A report published last month, however, attempts to cast the battle against obesity in a different light. Shifts in the labor force, the study argues, mean people are far less active at work now than they were 50 years ago.
In fact, the decline in physical activity that has occurred as jobs have moved from farms and factories to the cubicle – equal to around 120-140 calories a day – closely matches the country’s weight gain since 1960. Diet, of course, has played a major role in obesity, but so has the emergence of occupations that put the human body in an office chair for eight hours a day.
The loss of those calories, researchers say, has to be made up somewhere. The study, they argue, shows the importance of workplace wellness initiatives that get workers up and moving at different parts of the day.
But it also provides plenty of reason for Americans to get off the couch and out of the house once the workday is over.
It is fortunate, then, that southern Maine residents have an alternative to treadmills and repetitive gym sessions: hundreds of miles of on- and off-road trails.
Thanks to the hard work of land trusts and outdoors organizations, there are trailheads within a short walk or ride from some of the Maine’s most densely populated neighborhoods. These trails – the Portland Trails system, the Greenbelt Walkway in South Portland, the Mountain Division Trail and the Eastern Trail, to name a few – can provide hours of entertainment and exercise.

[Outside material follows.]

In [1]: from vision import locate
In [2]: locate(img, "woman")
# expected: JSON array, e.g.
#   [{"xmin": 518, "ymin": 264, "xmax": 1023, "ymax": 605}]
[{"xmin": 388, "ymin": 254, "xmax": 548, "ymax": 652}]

For those who are unfamiliar with what the local trails have to offer, Saturday is National Trails Day, set aside as a celebration of all the work that has been done to build and maintain these trails, and to introduce people to their joys and benefits. National Trails Day is a gentle reminder that all these walkways and biking paths exist right outside our front doors, and are able to open up a new world to people of all ages and ability levels who want this to be an active, invigorating summer.
Coming off a beautiful Memorial Day weekend that followed a harsh winter and a wet spring, the words of John Andrews, a Saco resident who is president of the Eastern Trail Alliance, ring especially true: “Breathing fresh air, listening to the crunch of gravel and twigs underfoot, feeling the breeze in the pines and hearing the call of song birds is a refreshing, clean pleasure.”